Publié le 11 février 2019

SOCIAL

Guerre des prix : la grande distribution fait vaciller la filière bio

L'appétit des géants de la grande distribution pour le bio rime aussi avec guerre des prix. C'est ce que constatent de plus en plus de fabricants et producteurs de produits bio à qui les distributeurs ont demandé de baisser leur prix lors des négociations commerciales. Une pression qui pourrait freiner le développement d'une filière encore fragile et reproduire les failles du secteur conventionnel.
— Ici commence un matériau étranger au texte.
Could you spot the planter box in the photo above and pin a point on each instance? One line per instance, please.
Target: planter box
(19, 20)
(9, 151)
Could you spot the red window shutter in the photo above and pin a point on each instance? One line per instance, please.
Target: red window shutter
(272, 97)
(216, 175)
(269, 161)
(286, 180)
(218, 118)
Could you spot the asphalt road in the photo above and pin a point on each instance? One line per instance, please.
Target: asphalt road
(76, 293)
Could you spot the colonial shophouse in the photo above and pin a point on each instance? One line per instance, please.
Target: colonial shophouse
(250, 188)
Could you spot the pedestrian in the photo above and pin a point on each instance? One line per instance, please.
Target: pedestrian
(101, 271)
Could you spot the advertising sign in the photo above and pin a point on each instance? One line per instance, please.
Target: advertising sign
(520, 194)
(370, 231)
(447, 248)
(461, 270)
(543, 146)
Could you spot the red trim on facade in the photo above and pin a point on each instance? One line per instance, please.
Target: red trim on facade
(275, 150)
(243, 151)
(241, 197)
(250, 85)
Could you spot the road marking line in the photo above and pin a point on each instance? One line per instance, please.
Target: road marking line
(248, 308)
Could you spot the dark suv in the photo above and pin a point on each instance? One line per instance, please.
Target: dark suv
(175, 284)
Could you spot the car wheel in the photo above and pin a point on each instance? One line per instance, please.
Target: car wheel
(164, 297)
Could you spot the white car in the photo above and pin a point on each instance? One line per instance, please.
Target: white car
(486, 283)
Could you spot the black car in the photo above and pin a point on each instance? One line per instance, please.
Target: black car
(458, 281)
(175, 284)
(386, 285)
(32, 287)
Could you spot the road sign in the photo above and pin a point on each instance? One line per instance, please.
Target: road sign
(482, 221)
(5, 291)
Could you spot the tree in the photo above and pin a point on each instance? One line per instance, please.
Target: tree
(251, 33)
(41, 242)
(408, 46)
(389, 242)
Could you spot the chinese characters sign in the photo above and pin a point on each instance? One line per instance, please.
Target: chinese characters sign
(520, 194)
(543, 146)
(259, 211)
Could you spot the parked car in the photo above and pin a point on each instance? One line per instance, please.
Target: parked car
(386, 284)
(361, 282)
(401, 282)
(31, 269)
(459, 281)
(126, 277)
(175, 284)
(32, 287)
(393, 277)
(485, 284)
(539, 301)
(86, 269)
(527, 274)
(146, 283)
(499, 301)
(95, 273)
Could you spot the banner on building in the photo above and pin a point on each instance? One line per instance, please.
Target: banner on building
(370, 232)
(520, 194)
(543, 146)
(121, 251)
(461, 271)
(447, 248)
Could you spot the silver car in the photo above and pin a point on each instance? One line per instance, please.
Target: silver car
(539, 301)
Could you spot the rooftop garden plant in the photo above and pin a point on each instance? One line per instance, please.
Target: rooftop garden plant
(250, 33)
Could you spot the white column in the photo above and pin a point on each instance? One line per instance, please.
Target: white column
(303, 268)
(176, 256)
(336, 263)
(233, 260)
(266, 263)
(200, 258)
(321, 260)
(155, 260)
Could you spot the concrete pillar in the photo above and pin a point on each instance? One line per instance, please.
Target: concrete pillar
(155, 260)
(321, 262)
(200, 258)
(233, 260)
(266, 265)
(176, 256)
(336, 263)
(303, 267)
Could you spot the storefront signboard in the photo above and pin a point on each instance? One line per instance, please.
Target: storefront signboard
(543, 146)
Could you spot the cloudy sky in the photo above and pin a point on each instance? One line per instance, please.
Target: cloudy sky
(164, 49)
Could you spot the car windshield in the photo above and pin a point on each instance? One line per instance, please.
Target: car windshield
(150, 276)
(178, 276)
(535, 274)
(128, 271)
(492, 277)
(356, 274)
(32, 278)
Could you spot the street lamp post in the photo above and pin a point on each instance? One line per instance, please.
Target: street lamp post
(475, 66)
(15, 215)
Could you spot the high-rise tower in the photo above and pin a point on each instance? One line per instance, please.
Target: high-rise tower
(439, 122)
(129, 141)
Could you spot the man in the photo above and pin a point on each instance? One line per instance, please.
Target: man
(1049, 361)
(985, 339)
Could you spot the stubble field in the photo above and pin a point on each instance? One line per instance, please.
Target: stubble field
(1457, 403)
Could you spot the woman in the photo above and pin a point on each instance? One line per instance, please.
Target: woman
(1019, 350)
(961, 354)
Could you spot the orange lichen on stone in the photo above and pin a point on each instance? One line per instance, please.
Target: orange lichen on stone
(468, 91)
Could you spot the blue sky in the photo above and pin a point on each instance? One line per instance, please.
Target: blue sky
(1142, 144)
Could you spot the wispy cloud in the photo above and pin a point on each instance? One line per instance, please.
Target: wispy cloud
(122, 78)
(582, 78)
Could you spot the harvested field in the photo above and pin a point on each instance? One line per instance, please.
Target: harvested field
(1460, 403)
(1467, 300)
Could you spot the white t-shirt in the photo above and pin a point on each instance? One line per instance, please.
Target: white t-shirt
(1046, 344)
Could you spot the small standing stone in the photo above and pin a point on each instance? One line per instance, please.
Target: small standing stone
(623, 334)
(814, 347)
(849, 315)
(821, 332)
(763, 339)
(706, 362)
La grande distribution a demandé à près de la moitié des fabricants et producteurs bio de baisser leur prix.
©CC0

Le bio en plein boom. Le marché des produits alimentaires issus de l’agriculture bio, a représenté, en 2017, 8,4 milliards d’euros, une croissance de 17 % par rapport à 2016. Une manne à côté de laquelle la grande distribution ne veut pas passer. Carrefour, Leclerc, Auchan, System U… Les enseignes généralistes se sont engouffrées dans la brèche. Le chiffre d’affaires de la grande distribution dans la bio dépasserait même 4,5 milliards d’euros, selon les dernières estimations du syndicat national des entreprises bio (Synabio).

À première vue, cet attrait des mastodontes de la grande distribution est une bonne nouvelle… sauf quand il participe à la guerre des prix. "Avec l’arrivée de la grande distribution et de nouveaux fabricants, le secteur est de plus en plus concurrentiel", explique Charles Pernin, délégué général du Synabio. "Les négociations commerciales sont de plus en plus difficiles. On constate une vraie guerre des prix".

La pression sur les prix freine le développement du bio

28 % des entreprises bio se sont vues réclamer une baisse de tarif "avant toute discussion", rapporte l’observatoire des négociations commerciales du Synabio. Au premier round des négociations, ce sont 40 % des producteurs et fabricants bio à qui la grande distribution a demandé un effort. Et ce, malgré les avertissements émis par le ministre de l’Agriculture, Didier Guillaume mardi 15 janvier.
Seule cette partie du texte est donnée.